Politique

Le mur des drones européen… L’Allemagne en révèle les failles


Le ministre allemand de la Défense a écarté la possibilité pour l’Europe de réussir à bâtir une ligne défensive « impénétrable » contre les drones russes le long de ses frontières orientales.

Selon le journal américain The Times, le ministre Boris Pistorius a estimé que le projet de « mur de drones », promu par certains dirigeants de l’Union européenne et de l’OTAN, ne serait pas en mesure d’assurer une protection complète des frontières de l’Alliance.

« Irréaliste »

Dans des déclarations à la presse, Pistorius a jugé « irréaliste » de penser que les fortifications électroniques proposées pourraient empêcher toute intrusion de drones le long des plus de 2 750 miles de frontières terrestres avec la Russie, la Biélorussie et l’Ukraine, sans compter la mer Noire et la mer Baltique.

Il a ajouté : « Ériger un mur infranchissable est impossible pour le moment, mais le projet peut contribuer à réduire le nombre de drones en cas d’attaque potentielle », soulignant en même temps la nécessité de continuer à protéger l’espace aérien de l’ensemble de l’Alliance.

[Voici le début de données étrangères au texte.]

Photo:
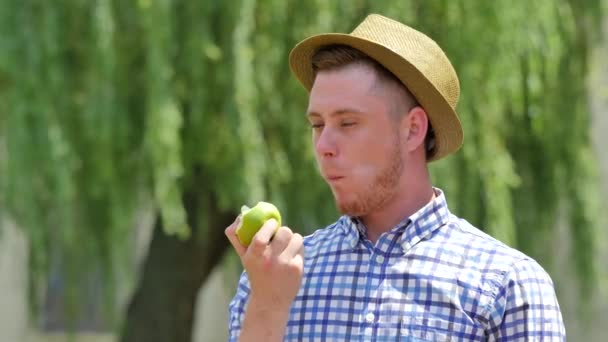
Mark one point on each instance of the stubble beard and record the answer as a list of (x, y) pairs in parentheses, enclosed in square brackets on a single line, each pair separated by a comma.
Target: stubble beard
[(380, 191)]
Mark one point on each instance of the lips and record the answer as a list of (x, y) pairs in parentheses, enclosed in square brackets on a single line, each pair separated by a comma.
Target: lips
[(333, 178)]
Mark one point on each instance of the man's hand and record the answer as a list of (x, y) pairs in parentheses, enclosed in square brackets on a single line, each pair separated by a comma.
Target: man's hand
[(274, 269)]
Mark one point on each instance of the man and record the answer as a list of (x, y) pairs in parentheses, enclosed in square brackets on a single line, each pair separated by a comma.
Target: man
[(397, 265)]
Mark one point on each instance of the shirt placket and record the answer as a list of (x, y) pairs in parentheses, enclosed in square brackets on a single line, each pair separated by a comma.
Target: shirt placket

Ses propos interviennent après l’intrusion d’une vingtaine de drones russes dans l’espace aérien polonais le mois dernier, ce qui a suscité de vives inquiétudes parmi les pays de la frontière orientale de l’OTAN et les a poussés à réclamer l’édification d’un « mur de drones » destiné à prévenir toute incursion future.

Le projet envisagé repose sur un vaste réseau de capteurs — radars et détecteurs acoustiques — reliés à des systèmes de défense multicouches capables d’abattre les drones ennemis à l’aide de mitrailleuses, de canons laser, de petits missiles et d’aéronefs intercepteurs.

Ambitions « exagérées »

Dans des déclarations antérieures, Andrius Kubilius, commissaire européen à la défense, avait affirmé que la première phase du projet serait opérationnelle dans un an.

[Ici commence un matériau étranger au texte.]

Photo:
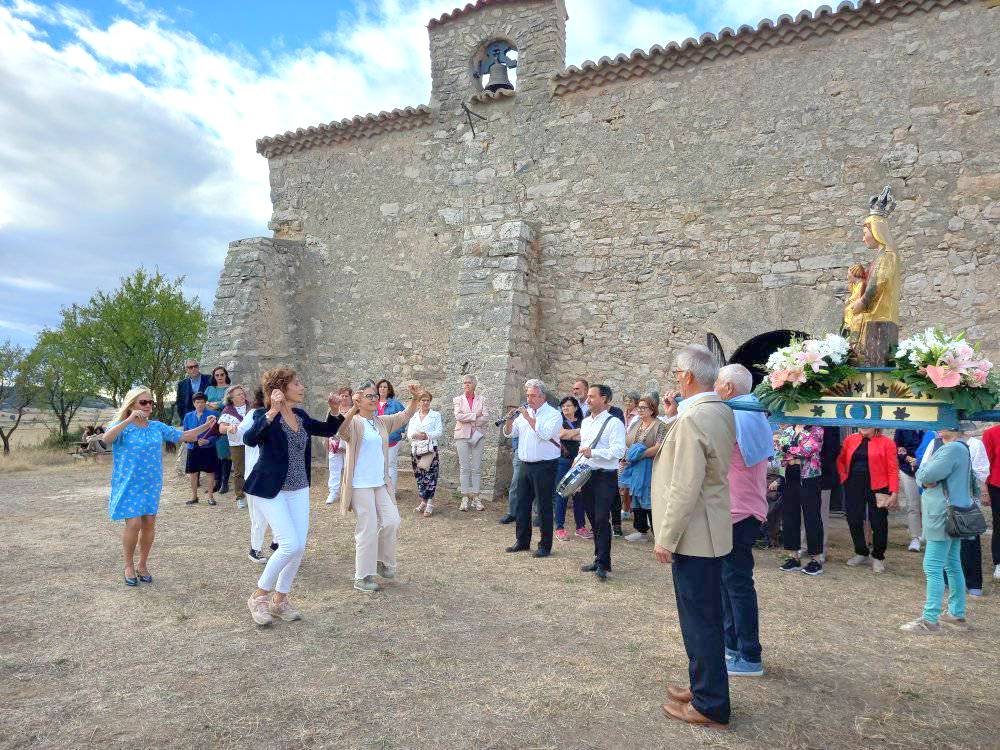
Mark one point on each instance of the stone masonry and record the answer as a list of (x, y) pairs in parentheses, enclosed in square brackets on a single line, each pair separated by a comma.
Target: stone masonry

Mais Pistorius a qualifié ces ambitions de « surestimées », avertissant que le Kremlin cherchait à focaliser l’OTAN sur « des drones bon marché et relativement inoffensifs » au lieu de développer des systèmes de défense aérienne intégrés.

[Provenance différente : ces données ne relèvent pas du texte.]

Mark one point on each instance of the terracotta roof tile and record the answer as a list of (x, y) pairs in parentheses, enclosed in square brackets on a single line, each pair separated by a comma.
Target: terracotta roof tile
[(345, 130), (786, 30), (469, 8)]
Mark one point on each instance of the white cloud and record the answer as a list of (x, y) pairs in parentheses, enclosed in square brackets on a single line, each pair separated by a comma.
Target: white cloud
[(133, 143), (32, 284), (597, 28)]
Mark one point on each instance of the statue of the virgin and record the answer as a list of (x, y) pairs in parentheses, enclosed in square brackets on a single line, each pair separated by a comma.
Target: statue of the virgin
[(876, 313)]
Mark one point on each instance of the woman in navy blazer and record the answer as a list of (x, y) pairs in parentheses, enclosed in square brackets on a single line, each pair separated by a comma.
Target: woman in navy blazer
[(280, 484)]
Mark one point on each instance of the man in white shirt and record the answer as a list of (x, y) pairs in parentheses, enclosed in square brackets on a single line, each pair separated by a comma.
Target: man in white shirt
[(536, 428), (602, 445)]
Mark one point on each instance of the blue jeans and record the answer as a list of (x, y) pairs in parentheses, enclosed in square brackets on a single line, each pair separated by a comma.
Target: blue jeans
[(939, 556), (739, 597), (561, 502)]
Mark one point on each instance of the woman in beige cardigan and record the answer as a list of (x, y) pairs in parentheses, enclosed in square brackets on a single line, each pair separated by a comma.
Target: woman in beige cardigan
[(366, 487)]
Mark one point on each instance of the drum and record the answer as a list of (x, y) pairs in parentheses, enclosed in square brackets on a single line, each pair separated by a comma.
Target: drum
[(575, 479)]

Mercredi soir, Pistorius est arrivé à la base aérienne de Lossiemouth, en Écosse du Nord-Est, où il a rencontré son homologue britannique John Healey, à l’occasion du premier anniversaire de la signature de l’accord de sécurité bilatéral connu sous le nom de « Trinity House ».

La défense contre les drones constitue un axe majeur de la coopération militaire entre Londres et Berlin, surtout après la recrudescence d’activités inhabituelles de drones au-dessus d’installations de l’OTAN.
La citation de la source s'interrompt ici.